Nichols’ booking agency revealed in 2015 that she had suffered a small stroke at her Los Angeles home and had been hospitalized. She started inpatient rehabilitation in 2015 after an MRI scan detected a mild stroke. In 2018, Nichols was diagnosed with dementia. She then announced that she would no longer be attending conventions. Nichelle bought a home in Woodland Hills, California, for $110,000 in 1983, and her son sold it for approximately $2.2 million in 2021 to Baron Construction & Remodeling Co.
After her son’s conservatorship petition was approved in 2019, Nichols’ friend Angelique Fawcette fought for visitation rights. Nichols’ acquaintance had expressed concern in 2017 about her manager’s supervision over her access. As of 2021, Gilbert Bell is still fighting for his right to stay in a guesthouse on Nichols’ land.
Robert A. Heinlein devoted his novel Friday to her in 1982. Her asteroid, 68410 Nichols, was named after her. Her contribution to television earned her a star on the Hollywood Walk of Fame in 1992. Nichols was the first woman to earn the Academy of Science Fiction, Fantasy, and Horror Films’ Life Career Award in 2016. Nichols is a member of the Alpha Kappa Alpha sorority as an honorary member. Nichols received the Goldene Kamera for Kultstar des Jahrhunderts (Cult Star of the Century) in 1999. Los Angeles Mission College awarded Nichols an honorary degree in 2010. In 2018, Nichols received the Inkpot Award.
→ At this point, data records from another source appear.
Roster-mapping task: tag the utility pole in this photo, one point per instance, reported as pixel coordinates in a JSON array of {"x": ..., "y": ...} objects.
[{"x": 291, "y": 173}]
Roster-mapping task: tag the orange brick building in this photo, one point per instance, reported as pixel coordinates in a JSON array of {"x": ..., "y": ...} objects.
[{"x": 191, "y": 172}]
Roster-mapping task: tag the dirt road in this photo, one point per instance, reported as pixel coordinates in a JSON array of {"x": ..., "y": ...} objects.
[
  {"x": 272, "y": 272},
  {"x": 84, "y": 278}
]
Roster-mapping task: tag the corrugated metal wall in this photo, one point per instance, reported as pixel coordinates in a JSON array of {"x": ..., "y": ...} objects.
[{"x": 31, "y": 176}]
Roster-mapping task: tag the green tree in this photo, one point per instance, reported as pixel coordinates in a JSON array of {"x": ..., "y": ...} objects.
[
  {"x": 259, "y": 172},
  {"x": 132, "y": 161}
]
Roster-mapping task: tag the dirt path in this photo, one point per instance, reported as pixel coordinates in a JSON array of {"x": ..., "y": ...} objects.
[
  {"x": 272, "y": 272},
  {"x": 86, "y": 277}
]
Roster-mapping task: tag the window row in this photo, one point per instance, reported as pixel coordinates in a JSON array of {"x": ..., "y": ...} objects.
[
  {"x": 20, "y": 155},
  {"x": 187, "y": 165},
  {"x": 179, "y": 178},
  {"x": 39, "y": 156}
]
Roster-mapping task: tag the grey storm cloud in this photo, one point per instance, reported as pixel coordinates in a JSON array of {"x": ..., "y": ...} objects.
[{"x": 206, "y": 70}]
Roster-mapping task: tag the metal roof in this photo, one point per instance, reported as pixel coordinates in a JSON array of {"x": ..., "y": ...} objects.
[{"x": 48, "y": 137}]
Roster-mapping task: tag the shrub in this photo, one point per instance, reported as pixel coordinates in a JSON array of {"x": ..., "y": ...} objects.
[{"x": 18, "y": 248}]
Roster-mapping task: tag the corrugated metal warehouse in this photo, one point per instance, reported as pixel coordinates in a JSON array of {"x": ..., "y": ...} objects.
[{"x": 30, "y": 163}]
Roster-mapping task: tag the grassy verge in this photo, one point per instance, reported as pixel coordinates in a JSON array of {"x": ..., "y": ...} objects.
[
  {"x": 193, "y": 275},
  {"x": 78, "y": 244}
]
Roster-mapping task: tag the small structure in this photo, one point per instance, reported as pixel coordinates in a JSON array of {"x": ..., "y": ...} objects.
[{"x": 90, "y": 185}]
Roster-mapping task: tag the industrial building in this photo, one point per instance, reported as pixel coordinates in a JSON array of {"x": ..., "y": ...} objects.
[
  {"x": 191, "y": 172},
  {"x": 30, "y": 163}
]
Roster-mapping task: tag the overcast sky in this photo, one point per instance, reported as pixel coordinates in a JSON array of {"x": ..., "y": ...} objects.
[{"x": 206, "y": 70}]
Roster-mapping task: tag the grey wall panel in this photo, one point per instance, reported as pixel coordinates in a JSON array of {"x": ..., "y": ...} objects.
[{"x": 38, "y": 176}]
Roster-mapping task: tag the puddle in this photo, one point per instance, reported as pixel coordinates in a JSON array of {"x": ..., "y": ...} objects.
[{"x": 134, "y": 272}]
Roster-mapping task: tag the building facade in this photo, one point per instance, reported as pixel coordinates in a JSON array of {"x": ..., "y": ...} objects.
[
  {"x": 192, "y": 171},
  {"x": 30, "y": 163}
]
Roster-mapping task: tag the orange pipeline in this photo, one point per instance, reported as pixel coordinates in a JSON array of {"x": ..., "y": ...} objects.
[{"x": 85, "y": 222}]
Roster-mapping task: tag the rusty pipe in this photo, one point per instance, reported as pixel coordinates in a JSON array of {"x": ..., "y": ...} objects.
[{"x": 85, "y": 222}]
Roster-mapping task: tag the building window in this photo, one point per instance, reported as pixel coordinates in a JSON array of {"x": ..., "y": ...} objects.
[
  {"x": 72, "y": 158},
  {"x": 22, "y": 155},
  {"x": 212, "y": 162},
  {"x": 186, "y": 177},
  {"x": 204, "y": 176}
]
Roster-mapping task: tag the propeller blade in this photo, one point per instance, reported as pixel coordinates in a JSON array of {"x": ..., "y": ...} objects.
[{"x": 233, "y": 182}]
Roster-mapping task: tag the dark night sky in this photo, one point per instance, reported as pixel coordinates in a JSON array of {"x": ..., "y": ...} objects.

As of 2022, Nichelle Nichols’ net worth is estimated to be $500 thousand. Nichelle has acted in almost 60 films. Her popularity at conventions grew later in her career. Depending on the scale of the convention and her commitment, she may make $10,000 to $50,000 by attending. Nichols was earning big bucks every year from these gatherings before she was forced to retire due to health problems.